At the time of writing voting results were not available but Bruce Gregersen, a United Church General Council officer said voters were ‘substantially in favour’ of the boycott motion.
Other Israel boycott news
Students at South Africa’s University of the Witwatersrand say they are adopting an academic and cultural boycott of Israel in solidarity with the Palestinian people. A statement said the school’s student representative council is calling for an immediate investigation into any academic, financial and cultural relations with Israeli institutions.

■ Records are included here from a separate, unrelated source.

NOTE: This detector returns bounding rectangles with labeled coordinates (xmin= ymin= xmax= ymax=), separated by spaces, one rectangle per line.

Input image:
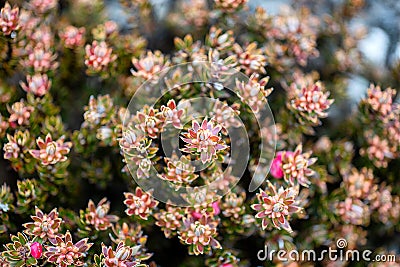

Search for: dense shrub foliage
xmin=0 ymin=0 xmax=399 ymax=266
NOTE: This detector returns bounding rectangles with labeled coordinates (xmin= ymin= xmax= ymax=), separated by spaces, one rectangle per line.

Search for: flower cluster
xmin=251 ymin=182 xmax=302 ymax=233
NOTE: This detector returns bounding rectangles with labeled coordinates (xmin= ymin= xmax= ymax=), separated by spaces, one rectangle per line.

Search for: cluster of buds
xmin=84 ymin=198 xmax=119 ymax=231
xmin=360 ymin=132 xmax=394 ymax=168
xmin=214 ymin=0 xmax=248 ymax=13
xmin=154 ymin=204 xmax=185 ymax=238
xmin=271 ymin=144 xmax=317 ymax=187
xmin=85 ymin=41 xmax=117 ymax=73
xmin=101 ymin=242 xmax=145 ymax=267
xmin=29 ymin=134 xmax=72 ymax=165
xmin=160 ymin=155 xmax=198 ymax=187
xmin=124 ymin=187 xmax=158 ymax=220
xmin=23 ymin=207 xmax=62 ymax=243
xmin=233 ymin=42 xmax=267 ymax=75
xmin=235 ymin=74 xmax=273 ymax=113
xmin=7 ymin=100 xmax=34 ymax=127
xmin=20 ymin=73 xmax=52 ymax=96
xmin=28 ymin=0 xmax=58 ymax=14
xmin=0 ymin=2 xmax=19 ymax=35
xmin=181 ymin=118 xmax=228 ymax=164
xmin=342 ymin=168 xmax=374 ymax=199
xmin=59 ymin=25 xmax=86 ymax=49
xmin=288 ymin=75 xmax=334 ymax=125
xmin=44 ymin=231 xmax=92 ymax=267
xmin=335 ymin=197 xmax=369 ymax=226
xmin=23 ymin=43 xmax=59 ymax=72
xmin=251 ymin=181 xmax=302 ymax=233
xmin=178 ymin=214 xmax=221 ymax=255
xmin=131 ymin=51 xmax=170 ymax=82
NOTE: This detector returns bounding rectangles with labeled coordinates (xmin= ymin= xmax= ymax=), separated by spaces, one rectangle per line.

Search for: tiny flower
xmin=29 ymin=134 xmax=72 ymax=165
xmin=222 ymin=191 xmax=246 ymax=220
xmin=160 ymin=155 xmax=198 ymax=186
xmin=206 ymin=26 xmax=235 ymax=52
xmin=290 ymin=81 xmax=334 ymax=125
xmin=270 ymin=151 xmax=288 ymax=179
xmin=124 ymin=187 xmax=158 ymax=220
xmin=20 ymin=73 xmax=51 ymax=96
xmin=343 ymin=167 xmax=374 ymax=199
xmin=135 ymin=107 xmax=162 ymax=139
xmin=85 ymin=41 xmax=116 ymax=72
xmin=365 ymin=84 xmax=395 ymax=117
xmin=214 ymin=0 xmax=248 ymax=13
xmin=131 ymin=50 xmax=170 ymax=81
xmin=281 ymin=144 xmax=317 ymax=187
xmin=28 ymin=0 xmax=58 ymax=14
xmin=251 ymin=182 xmax=302 ymax=233
xmin=8 ymin=100 xmax=34 ymax=126
xmin=23 ymin=207 xmax=62 ymax=242
xmin=178 ymin=214 xmax=221 ymax=255
xmin=154 ymin=204 xmax=185 ymax=238
xmin=3 ymin=134 xmax=20 ymax=159
xmin=85 ymin=198 xmax=119 ymax=231
xmin=59 ymin=25 xmax=85 ymax=48
xmin=30 ymin=242 xmax=42 ymax=259
xmin=102 ymin=242 xmax=142 ymax=267
xmin=160 ymin=99 xmax=184 ymax=128
xmin=83 ymin=94 xmax=114 ymax=126
xmin=181 ymin=119 xmax=228 ymax=164
xmin=235 ymin=74 xmax=273 ymax=113
xmin=44 ymin=231 xmax=92 ymax=267
xmin=0 ymin=2 xmax=19 ymax=35
xmin=23 ymin=44 xmax=58 ymax=72
xmin=3 ymin=131 xmax=30 ymax=160
xmin=360 ymin=132 xmax=394 ymax=168
xmin=336 ymin=197 xmax=369 ymax=226
xmin=233 ymin=42 xmax=267 ymax=75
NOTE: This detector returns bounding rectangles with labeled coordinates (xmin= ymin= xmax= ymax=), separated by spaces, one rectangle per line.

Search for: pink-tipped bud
xmin=270 ymin=152 xmax=284 ymax=178
xmin=30 ymin=242 xmax=42 ymax=259
xmin=270 ymin=151 xmax=294 ymax=179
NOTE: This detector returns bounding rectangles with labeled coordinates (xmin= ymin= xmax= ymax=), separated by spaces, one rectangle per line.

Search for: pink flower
xmin=0 ymin=2 xmax=19 ymax=35
xmin=135 ymin=107 xmax=162 ymax=139
xmin=233 ymin=42 xmax=267 ymax=75
xmin=178 ymin=214 xmax=221 ymax=255
xmin=160 ymin=99 xmax=184 ymax=128
xmin=30 ymin=242 xmax=42 ymax=259
xmin=131 ymin=51 xmax=170 ymax=81
xmin=85 ymin=198 xmax=119 ymax=231
xmin=28 ymin=0 xmax=58 ymax=14
xmin=365 ymin=84 xmax=395 ymax=117
xmin=270 ymin=152 xmax=284 ymax=178
xmin=251 ymin=182 xmax=302 ymax=233
xmin=23 ymin=44 xmax=58 ymax=72
xmin=85 ymin=41 xmax=116 ymax=72
xmin=8 ymin=100 xmax=34 ymax=126
xmin=181 ymin=119 xmax=228 ymax=164
xmin=59 ymin=25 xmax=85 ymax=48
xmin=235 ymin=74 xmax=272 ymax=113
xmin=123 ymin=187 xmax=158 ymax=220
xmin=281 ymin=144 xmax=316 ymax=187
xmin=23 ymin=207 xmax=62 ymax=242
xmin=102 ymin=242 xmax=142 ymax=267
xmin=44 ymin=231 xmax=92 ymax=267
xmin=3 ymin=134 xmax=20 ymax=159
xmin=20 ymin=73 xmax=51 ymax=96
xmin=29 ymin=134 xmax=72 ymax=165
xmin=290 ymin=81 xmax=334 ymax=125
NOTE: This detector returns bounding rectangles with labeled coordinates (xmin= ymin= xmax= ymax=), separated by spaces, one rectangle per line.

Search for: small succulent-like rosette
xmin=121 ymin=62 xmax=276 ymax=206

The University of Johannesburg last year became the world’s first to impose an academic boycott on Israel, ending its relationship with Ben-Gurion University.
Viva los kangaroos
Adidas has pledged to reduce use of kangaroo skin by 98 per cent over the next 12 months. As part of their long running boycott campaign against Adidas, campaign group Viva! has worked closely with the AWPC (Australian Wildlife Protection Council).
Both organisations have issued a guarded joint congratulation to the German giant for its decision to move away from the use of wildlife in its global business. They say the move will save thousands of these animals from being shot.
Last year we reported news that Adidas, and other large football boot manufacturers, were reducing their use of kangaroo skin because of concerns over cruelty. However, this is the first time that Adidas have committed to a timescale to reduce their use of kangaroo skins. Viva! and AWPC are reiterating their calls for kangaroo skin to banished entirely from football equipment and will be encouraging Adidas to drop the last 2 per cent of kangaroo skin they intend to use.
The long-running boycott will continue until the company commits to banning kangaroo products across its whole range. The Co-operative Asset Management’s Responsible Investment team (an institutional investor with a significant number of shares in Adidas) had also made their concerns about the continuing use of kangaroo leather clear to the company in response to this campaign.
Manchester United boycott
In August the Manchester United Supporters Trust (MUST) called for a worldwide boycott of all products made by the sponsors of Manchester United.
The boycott includes GM, a major sponsor of the team along with AON, DHL, BWIN, Casillero Del Diablo Wines, Hublot, Smirnoff, Mister Potato, Nike, Chevrolet, Singha Beer, Thomas Cook, Turkish Airlines, Epson, STC, PCCW Telecommunications, GlobalCom, Viva Kuwait, MTN, Airtel, Zong, Globul, TM Telecommunications, Viva Telecommunications, Turk Telekom, A.P. Honda, Airtel
Africa, Beeline Telecommunications.
The call is part of a long-running campaign against the team’s owners, the Glazer family, who put the club into around £400million of debt to buy the club.
Babybel ends toy offer
Disability groups in France called for a boycott of Babybel cheese in July after the company ran a marketing campaign that used the phrase ‘Mentally ill holidays’.
A promotional summer toy that featured the words was included as a free gift in bags of Mini Babybel. The company said the expression: “des vacances de malade mental,” was intended as a fun wordplay on a common French term to mean ‘extraordinary’.
Babybel have since apologised and is now trying to take the product off shelves. Disability groups have now limited their boycott to the packs containing the toys.